La foule de Démons commençaient à se bousculer et à approcher dangereusement de l’enfant. Et Gargar commençait sincèrement à paniquer. Si c’était la foule qui tuait l’enfant, qu’adviendrait-il de lui ? Comment pourrait-il annoncer à son supérieur qu’il n’avait rien fait, que des civils inconnus avaient accompli la mission à sa place ? Peut-être Arcanas le prendrait-il mal… Il fallait qu’il réagisse !
Mais que faire ? Il ne pouvait rien crier à la foule, déjà celle-ci cernait de plus en plus près le Prophète, sourde à tout ce qui aurait pu venir de l’extérieur car le bruit qui y régnait était impressionnant… Alors que faire ? Que faire ?
Mais il ne put intervenir et, avant d’avoir fait le moindre geste, l’ensemble des Démons s’était rué sur l’enfant. Il y eut des cris de fureur et de triomphe, des bruits étouffés, quelques insultes proférées… Puis, d’un seul coup, un vent puissant sembla souffler et la masse de Démons cernant le Prophète explosa soudain. Des corps furent projetés dans les airs avant d’atterrir plus loin, éparpillés sur le sol. Presque tous étaient morts, et les rares survivants se levèrent et fuirent le plus loin possible dans le silence le plus sinistre que Gargar eut jamais connu. Mais le plus lugubre dans cette confusion, c’était que le Prophète était là, debout, semblant le défier de ses yeux noirs et pénétrants. Ceux-ci faisaient froid dans le dos, avec une force hors du commun… Quel regard terrible ! Gargar avala sa salive avec difficulté. Sa peur s’accentua, mais sa résolution demeura. Après tout, il avait vécu dans des cavernes et des souterrains horribles et remplis de monstres en tout genre. Il avait affronté lui aussi des Elfes au cours de batailles sanglantes. Ce n’était pas un simple gamin qui allait le faire fuir, lui, Gargar, le futur Conseiller Suprême !

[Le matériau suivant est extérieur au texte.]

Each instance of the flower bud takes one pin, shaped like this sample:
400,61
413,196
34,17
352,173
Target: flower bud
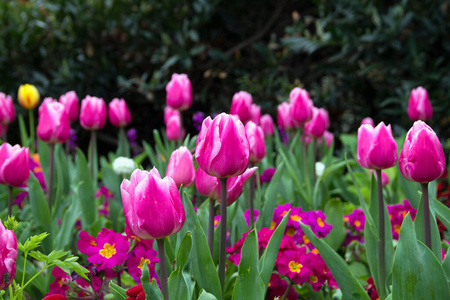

Prenant son courage à deux mains, il sortit un couteau de sa poche et le tint par la lame. Il visa attentivement et, d’un geste ample et puissant, le lança avec une force surprenante, même pour un Démon. Il s’était entraîné dur pour arriver à ce résultat là.
Le projectile était d’une rapidité foudroyante. Lowell tenta de l’esquiver mais la lame se planta profondément sur son épaule gauche. Il hurla sa douleur et, une rage terrible l’envahissant, il retira le couteau et le jeta derrière lui. Il fit apparaître une boule d’un feu bleuté brûlant et puissant entre ses mains, la grossissant d’une manière impressionnante, avant de l’envoyer vers Gargar, son visage déformé par la fureur. Mais celui-ci eut le temps d’esquiver, la douleur ne l’aveuglait pas, lui. Résolument, et jubilant intérieurement en voyant qu’il était sur le point de gagner le combat, il prit un deuxième couteau et se prépara à le lancer. L’enfant était à sa merci, et tous deux le savaient. Il visa, son œil calculateur imaginant la trajectoire de son projectile, et, pendant un bref instant, se vit dans la robe longue et pourpre de Conseiller Suprême. Il recula son bras pour s’apprêter à lancer, puis tout s’arrêta.